図2】本技術の実施形態による、外科的応用のためにイメージングシステムを採用する手術環境の斜視図である。
図3A】本技術の実施形態によるイメージングシステムのカメラアレイ及び可動アームの側面図である。
図3B】本技術の実施形態によるイメージングシステムのカメラアレイ及び可動アームの等角図である。
図4A】本技術の実施形態によるカメラアレイの等角図である。
図4B】本技術の実施形態によるカメラアレイの底面図である。
図4C】本技術の実施形態によるカメラアレイの側面図である。
図5A】本技術の実施形態によるカメラアレイのハウジングを取り外した等角図である。
図5B】本技術の実施形態によるカメラアレイのハウジングを取り外した底面図である。
図5C】本技術の実施形態によるカメラアレイのハウジングを取り外した側面図である。
図6】本技術の実施形態による、外科的応用中の手術環境におけるイメージングシステムの正面図である。

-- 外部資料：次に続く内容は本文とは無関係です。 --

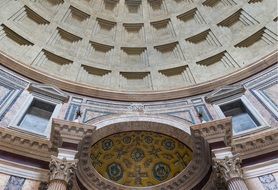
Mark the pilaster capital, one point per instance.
(62, 169)
(228, 167)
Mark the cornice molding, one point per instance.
(215, 131)
(25, 171)
(90, 91)
(224, 92)
(48, 90)
(26, 144)
(70, 131)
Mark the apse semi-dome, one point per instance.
(132, 46)
(139, 158)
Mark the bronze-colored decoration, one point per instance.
(139, 158)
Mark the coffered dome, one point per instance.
(134, 46)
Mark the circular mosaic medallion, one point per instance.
(137, 154)
(139, 158)
(161, 171)
(148, 139)
(115, 171)
(127, 140)
(169, 144)
(107, 144)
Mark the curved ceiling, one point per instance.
(139, 158)
(126, 46)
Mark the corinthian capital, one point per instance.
(228, 168)
(62, 169)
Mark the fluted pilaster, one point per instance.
(61, 173)
(230, 170)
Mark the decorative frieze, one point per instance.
(215, 131)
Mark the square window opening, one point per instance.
(242, 118)
(37, 116)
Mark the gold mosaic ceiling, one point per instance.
(139, 158)
(135, 46)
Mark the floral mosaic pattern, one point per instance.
(139, 158)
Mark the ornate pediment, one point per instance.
(48, 90)
(224, 92)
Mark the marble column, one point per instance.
(229, 169)
(61, 173)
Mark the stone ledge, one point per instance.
(256, 144)
(26, 144)
(214, 131)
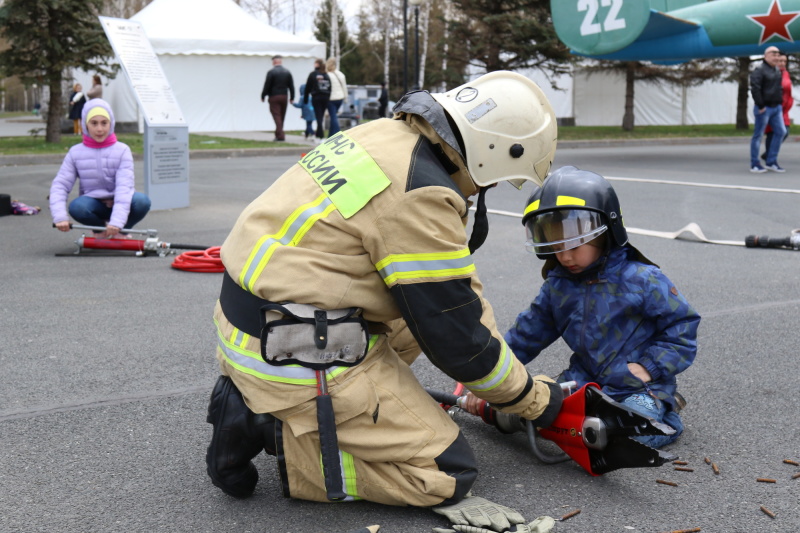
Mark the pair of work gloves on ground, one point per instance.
(478, 515)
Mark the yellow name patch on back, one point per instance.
(345, 172)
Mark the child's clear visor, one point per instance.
(557, 231)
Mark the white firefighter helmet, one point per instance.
(507, 125)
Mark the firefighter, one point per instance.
(352, 263)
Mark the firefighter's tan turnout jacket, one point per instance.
(374, 218)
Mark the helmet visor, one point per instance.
(557, 231)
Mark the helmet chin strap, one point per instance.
(480, 228)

図7】本技術の実施形態による、イメージングシステムを使用してツールの先端を追跡するプロセス又は方法のフロー図である。
図8】本技術の実施形態による、イメージングシステムの校正において使用される共校正ターゲットの等角図である。
図9A】本技術の実施形態による、図7の方法の様々なステップを示すツールの部分的概略側面図である。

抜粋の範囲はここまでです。